Quincy Restaurant Alba Is Expanding its Popular Roof Deck

The huge rooftop patio will feature a new, outdoor sushi bar, fruit trees, live music, and more.


The Alba rooftop patio in 2018.

The Alba rooftop patio in 2018. Expansion plans for the 2019 season call for fruit trees, an outdoor kitchen and sushi bar, and much more space. / Photos courtesy of Alba Restaurant

It’s this type of classic April day—cold, rainy, and kinda miserable—that has Bostonians eagerly awaiting outdoor dining season every spring. Here is yet another reason we can’t wait for warmer weather: One of the South Shore’s best patios is getting a major upgrade this spring. Alba Restaurant is more than doubling the size of its rooftop dining area and bar in downtown Quincy, owner Leo Keka just announced.

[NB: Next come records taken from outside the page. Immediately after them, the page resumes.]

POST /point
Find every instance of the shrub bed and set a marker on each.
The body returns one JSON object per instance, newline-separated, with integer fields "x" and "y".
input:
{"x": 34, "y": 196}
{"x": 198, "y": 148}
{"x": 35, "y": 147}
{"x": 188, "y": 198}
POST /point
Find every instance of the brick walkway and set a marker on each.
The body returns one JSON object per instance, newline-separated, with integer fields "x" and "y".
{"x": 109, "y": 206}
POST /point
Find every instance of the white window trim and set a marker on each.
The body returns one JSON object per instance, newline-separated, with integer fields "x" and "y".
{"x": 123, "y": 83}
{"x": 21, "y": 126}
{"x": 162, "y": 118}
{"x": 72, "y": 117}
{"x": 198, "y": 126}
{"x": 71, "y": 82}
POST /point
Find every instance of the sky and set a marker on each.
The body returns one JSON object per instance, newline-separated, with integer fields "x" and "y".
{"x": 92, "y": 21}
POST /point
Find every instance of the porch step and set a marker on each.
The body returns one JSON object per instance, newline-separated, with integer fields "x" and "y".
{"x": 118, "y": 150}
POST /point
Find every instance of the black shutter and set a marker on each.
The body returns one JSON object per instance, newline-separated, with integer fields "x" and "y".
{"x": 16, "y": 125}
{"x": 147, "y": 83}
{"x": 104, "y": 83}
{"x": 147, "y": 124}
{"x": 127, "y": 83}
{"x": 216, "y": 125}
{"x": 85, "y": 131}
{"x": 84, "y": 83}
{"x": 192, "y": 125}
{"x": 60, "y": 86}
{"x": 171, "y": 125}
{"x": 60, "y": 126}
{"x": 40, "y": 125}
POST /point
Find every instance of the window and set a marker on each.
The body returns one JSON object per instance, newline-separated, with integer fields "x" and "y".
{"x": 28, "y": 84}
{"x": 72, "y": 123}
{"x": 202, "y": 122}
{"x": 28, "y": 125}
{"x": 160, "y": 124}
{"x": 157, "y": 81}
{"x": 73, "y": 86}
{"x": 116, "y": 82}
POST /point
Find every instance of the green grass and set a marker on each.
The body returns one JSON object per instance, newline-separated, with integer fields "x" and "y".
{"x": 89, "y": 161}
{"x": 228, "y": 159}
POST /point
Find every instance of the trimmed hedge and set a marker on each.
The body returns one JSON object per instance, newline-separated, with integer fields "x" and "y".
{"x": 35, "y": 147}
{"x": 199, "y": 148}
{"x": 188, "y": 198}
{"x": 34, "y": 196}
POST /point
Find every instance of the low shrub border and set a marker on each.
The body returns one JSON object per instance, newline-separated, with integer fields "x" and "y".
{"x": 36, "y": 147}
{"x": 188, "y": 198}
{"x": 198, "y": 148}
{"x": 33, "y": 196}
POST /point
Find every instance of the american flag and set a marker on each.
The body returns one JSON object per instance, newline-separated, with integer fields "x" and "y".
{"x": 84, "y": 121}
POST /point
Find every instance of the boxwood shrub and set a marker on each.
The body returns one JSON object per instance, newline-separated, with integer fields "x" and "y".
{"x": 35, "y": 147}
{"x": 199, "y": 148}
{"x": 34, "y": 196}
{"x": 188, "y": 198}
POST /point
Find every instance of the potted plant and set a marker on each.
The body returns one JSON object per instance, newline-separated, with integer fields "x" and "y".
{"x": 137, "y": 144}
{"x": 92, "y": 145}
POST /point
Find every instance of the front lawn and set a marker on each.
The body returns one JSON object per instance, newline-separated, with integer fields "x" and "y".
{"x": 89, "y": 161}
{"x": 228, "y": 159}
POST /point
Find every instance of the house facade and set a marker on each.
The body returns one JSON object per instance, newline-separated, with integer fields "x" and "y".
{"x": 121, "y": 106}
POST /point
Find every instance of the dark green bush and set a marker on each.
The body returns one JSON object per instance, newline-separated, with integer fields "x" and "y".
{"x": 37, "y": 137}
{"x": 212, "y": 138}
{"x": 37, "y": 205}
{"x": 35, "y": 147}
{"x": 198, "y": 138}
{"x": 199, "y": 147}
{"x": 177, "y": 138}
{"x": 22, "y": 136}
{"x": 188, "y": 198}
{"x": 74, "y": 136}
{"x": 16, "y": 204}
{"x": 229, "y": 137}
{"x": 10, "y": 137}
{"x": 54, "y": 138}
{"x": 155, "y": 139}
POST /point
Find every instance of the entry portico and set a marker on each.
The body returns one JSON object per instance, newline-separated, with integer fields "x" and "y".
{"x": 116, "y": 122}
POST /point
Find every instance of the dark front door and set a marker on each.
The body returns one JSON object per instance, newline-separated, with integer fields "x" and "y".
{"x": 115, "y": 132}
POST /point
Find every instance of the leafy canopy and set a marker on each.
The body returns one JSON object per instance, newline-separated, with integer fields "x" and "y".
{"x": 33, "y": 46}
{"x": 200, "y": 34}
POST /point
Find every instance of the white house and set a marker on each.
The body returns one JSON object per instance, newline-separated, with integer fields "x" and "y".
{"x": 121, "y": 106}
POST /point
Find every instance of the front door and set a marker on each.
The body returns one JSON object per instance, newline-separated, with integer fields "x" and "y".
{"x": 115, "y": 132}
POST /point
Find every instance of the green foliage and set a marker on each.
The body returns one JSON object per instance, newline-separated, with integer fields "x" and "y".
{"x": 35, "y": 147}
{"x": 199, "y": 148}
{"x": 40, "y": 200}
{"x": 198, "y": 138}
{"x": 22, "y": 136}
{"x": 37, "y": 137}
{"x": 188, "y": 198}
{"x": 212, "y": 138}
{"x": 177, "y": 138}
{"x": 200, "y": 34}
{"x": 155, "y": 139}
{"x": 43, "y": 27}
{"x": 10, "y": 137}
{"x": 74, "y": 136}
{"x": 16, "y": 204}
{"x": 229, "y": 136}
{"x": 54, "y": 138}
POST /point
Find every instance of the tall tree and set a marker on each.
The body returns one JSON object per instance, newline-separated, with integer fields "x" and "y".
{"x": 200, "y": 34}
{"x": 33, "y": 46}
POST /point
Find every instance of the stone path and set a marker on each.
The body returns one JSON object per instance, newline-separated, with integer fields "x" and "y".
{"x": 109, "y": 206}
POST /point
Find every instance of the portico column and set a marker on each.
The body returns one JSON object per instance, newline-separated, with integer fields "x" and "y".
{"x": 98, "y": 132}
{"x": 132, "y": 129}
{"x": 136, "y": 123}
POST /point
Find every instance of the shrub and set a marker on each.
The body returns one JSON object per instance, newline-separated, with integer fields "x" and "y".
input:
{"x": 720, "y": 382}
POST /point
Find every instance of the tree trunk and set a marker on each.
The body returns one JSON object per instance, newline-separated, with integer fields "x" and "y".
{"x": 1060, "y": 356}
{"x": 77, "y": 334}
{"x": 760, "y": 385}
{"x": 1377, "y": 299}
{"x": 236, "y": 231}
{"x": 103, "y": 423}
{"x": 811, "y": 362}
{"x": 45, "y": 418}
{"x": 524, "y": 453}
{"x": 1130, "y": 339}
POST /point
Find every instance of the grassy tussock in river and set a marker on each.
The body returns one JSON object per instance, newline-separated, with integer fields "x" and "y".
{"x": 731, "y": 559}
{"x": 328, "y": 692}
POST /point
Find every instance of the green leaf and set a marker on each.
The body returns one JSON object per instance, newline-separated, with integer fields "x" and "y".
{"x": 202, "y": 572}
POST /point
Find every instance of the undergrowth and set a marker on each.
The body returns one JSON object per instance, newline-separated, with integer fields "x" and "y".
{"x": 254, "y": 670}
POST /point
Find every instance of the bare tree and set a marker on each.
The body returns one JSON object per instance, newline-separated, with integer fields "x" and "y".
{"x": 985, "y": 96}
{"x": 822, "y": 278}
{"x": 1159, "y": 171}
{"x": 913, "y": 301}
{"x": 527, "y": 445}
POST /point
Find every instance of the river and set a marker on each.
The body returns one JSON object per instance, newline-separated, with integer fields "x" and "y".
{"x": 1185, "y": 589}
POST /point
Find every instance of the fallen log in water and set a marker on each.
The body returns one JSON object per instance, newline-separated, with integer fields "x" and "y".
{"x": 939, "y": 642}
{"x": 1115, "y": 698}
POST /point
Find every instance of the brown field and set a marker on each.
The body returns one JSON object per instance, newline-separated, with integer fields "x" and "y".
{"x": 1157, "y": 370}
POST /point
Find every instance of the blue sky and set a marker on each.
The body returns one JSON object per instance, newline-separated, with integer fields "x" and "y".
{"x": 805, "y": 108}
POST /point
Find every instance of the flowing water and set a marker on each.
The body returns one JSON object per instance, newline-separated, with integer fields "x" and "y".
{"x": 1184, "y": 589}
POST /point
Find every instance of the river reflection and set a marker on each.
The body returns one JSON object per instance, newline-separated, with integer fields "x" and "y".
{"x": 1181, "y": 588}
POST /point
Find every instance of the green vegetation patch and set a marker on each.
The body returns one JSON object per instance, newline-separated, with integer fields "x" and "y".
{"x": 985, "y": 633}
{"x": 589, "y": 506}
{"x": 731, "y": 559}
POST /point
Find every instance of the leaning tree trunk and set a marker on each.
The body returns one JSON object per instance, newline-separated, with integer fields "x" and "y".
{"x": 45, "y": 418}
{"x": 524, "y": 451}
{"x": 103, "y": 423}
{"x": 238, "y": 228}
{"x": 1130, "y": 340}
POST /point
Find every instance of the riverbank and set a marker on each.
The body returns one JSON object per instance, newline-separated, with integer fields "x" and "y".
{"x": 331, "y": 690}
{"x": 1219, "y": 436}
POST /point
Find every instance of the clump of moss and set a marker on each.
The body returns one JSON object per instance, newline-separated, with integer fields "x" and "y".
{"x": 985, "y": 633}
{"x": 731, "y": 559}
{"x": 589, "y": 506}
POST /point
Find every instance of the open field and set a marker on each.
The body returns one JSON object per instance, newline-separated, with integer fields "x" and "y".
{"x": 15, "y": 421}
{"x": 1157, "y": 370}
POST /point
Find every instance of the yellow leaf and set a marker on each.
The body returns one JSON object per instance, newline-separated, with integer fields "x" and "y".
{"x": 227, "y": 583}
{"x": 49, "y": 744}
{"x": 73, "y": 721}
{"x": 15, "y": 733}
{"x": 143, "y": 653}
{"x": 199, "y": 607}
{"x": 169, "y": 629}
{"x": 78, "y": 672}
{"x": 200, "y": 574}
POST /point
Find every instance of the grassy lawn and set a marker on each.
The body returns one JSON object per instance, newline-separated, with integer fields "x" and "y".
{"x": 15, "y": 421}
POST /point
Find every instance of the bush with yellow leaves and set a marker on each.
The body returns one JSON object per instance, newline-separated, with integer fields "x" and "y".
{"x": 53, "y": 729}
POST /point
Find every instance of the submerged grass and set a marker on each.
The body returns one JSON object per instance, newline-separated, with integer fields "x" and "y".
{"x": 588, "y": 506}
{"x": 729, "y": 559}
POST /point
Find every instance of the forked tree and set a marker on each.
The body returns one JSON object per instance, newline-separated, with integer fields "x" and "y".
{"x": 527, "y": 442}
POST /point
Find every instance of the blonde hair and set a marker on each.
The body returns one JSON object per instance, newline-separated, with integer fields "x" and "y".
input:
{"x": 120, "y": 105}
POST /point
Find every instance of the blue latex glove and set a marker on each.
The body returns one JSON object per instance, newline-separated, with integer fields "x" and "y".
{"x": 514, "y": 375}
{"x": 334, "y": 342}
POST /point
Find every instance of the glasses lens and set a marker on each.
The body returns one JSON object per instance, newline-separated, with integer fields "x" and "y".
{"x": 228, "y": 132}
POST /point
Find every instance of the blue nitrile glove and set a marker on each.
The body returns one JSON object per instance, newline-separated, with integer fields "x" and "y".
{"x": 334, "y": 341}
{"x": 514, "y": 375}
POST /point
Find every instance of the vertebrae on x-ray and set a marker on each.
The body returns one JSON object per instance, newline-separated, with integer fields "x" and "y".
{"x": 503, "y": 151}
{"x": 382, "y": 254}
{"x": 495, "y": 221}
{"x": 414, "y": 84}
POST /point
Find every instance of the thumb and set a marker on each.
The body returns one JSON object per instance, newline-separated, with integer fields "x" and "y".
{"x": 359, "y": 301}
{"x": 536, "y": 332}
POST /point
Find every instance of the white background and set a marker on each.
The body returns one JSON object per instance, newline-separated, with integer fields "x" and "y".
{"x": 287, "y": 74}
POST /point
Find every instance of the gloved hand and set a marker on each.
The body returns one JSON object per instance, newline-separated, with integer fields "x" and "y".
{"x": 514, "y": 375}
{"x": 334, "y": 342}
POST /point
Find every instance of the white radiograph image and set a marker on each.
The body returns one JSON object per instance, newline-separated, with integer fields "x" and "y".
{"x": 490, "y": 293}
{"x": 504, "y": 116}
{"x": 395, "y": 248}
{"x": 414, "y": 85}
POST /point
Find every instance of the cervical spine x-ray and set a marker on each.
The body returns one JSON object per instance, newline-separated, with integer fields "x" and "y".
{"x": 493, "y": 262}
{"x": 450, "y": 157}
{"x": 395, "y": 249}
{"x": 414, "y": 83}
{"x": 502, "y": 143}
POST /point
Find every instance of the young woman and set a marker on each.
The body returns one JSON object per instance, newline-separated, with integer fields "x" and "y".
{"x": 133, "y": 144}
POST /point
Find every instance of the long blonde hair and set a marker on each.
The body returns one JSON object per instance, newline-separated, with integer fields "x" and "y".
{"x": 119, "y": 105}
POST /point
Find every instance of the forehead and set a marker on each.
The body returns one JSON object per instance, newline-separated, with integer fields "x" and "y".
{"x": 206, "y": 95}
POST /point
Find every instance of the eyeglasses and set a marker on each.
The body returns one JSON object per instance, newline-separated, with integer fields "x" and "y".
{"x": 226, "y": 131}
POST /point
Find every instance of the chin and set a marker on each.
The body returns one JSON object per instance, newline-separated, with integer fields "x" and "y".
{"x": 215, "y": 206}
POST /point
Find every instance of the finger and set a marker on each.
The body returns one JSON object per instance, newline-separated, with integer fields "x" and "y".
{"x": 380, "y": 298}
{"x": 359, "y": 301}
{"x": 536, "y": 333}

Construction started this week to add 400 percent more space covering not just Alba, but also next-door sister spot, Zef Cicchetti and Raw Bar. (The rooftop will still be accessed through Alba.) Keka anticipates debuting the new outdoor dining area in mid-May, he says.

Plans call for:

  • 5,000 square feet of space covering the footprints of both Alba and Zef
  • herb and produce garden
  • apple and pear trees
  • live entertainment
  • outdoor kitchen
  • sushi bar offering maki rolls, nigiri, and sashimi
  • additional roof deck-exclusive menu items, like salads, lighter prime beef options, and fresh-caught local seafood
  • louvered roof that can close depending upon weather, allowing for al fresco drinking and dining in-season even when it rains

The fine-dining steakhouse first opened across the street from its current location in 2001, moving to its present location on Hancock Street in 2007, and unveiling casual rooftop dining in 2009. In 2011, Keka added an outdoor bar and TVs, which helped Alba better compete with the South Shore’s waterfront dining options, he later told the Patriot Ledger.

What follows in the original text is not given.